While thinking on the subject of the brevity of life, something over which I’ve been troubled for some time, the Lord gave me a breakthrough. For a long time I rationalized how short our stay in this world is based on comparisons in the natural world. The length of time we’re in our mother’s womb versus our lifetimes or the time spent on vacation before coming home. Both seem like fitting parallels, but I always felt like I was missing something deeper about it. The starkness of death, the sudden and sweeping feeling of unease it so often evokes in us demanded looking further. The world, after all, is obsessed with death. In the stories we read, particularly cherished classics and new favorites, death is the centerpiece. Just look at the popularity of The Hunger Games series or detective dramas on television. I watched the series Psych for years before stopping to recognize it was comedy where someone almost always was killed. The drama of life and death is captivating to us. It’s extremely relatable, as we are assured, “… it is appointed for people to die once—and after this, judgment…” (Hebrews 9:27) Christians are taught that death is a result of sin and sin entered the world at the Fall when man chose to assert himself as his god rather than serve the LORD. It’s really starting from there that the Lord helped me come to a better place of understanding about life and death.

Much like my previous apologetics post on the reasonableness of the Gospel’s foundations, this too has a kind of cyclic element to it. Not that things are in a continuous cycle as Hindu reincarnation teaches, but rather that God is bringing history and man back to a similar place of fellowship and union with Him, which existed before the Fall of man. In that vein of thought, life now on earth wasn’t formed to be a phase preceding eternity, it was to be a continual state for man. It was only after the Fall where the curse of death fell on man’s body and spirit. We often see life before physical death as distinct from thereafter, but really Christ redeems us to give us both new spiritual and physical life at the same time. In other words, eternal life begins at salvation and continues without end, save the mortal body under the curse is destroyed and replaced by a new body prepared for each believer. As in my previous post, it bears mentioning that it was by man’s act of defiance that sin entered the world and condemned him, but it was God’s work at Calvary which demands an act of obedience and submission of us now. The Lord is restoring things to the way they should have been and what we see as transitory is really a facet of our eternity. So, I suppose what I’m getting at is, the Lord helped me see life as a sentence that man’s rebellion required God to insert punctuation into. What comes after the punctuation can be what the Lord always intended to follow unbroken before the Fall or take on the character of rebellion and rejection that resulted in death in the first place.

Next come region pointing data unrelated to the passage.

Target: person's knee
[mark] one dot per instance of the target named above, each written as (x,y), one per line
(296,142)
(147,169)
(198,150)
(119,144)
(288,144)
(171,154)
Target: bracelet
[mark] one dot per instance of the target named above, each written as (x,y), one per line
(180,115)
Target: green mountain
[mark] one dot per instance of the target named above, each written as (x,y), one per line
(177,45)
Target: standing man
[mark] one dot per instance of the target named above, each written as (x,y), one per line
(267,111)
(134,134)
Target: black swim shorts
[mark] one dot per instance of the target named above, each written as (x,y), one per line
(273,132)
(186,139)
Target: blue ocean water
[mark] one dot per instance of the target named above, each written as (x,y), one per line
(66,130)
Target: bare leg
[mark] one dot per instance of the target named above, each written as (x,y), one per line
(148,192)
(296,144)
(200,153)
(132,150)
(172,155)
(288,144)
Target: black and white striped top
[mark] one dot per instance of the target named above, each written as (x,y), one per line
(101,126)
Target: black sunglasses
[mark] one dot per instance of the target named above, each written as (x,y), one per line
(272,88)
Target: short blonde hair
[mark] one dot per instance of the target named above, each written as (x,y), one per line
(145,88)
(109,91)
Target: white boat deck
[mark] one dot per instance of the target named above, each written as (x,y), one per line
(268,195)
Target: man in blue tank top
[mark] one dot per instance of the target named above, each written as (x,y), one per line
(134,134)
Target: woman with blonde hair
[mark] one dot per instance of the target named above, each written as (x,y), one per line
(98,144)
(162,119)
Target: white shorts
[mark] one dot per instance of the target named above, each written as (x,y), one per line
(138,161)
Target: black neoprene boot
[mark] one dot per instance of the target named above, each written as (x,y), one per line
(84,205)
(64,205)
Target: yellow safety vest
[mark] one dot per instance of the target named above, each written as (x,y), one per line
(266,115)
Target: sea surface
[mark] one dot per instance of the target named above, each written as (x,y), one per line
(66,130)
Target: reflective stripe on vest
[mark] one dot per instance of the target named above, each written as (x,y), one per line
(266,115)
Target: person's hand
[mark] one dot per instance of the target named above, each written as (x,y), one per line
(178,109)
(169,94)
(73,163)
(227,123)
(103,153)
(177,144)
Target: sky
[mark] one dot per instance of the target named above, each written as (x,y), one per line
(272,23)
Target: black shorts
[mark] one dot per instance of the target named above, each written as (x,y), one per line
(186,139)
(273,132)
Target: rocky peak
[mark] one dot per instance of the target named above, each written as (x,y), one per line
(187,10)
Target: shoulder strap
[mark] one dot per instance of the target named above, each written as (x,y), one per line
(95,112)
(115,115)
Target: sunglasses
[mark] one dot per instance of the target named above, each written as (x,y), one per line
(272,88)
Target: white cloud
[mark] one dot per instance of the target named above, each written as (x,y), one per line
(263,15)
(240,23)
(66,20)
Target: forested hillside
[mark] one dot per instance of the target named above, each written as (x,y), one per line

Death is such a heavy thing to contemplate, and it is no coincidence that God left the authoritative word on what happens after it to His Son, Who after sacrificing Himself for our sins, opened the door to continuing the sentence of life when He rose from the dead. The passage from the instant of death to a new life thereafter is mysterious to us and again is without surprise in its requirement of faith. We have to trust the Lord Jesus to restore us to life eternal, just as He trusted He would be able to raise Himself to life. This isn’t to diminish the harsh reality of death, but to offer some perspective.

Most importantly, in the midst of all the tragedy of death and sin in our world, we have this sure hope: “Weep no more; behold, the Lion of the tribe of Judah, the Root of David, has conquered…” (Revelation 5:5, ESV).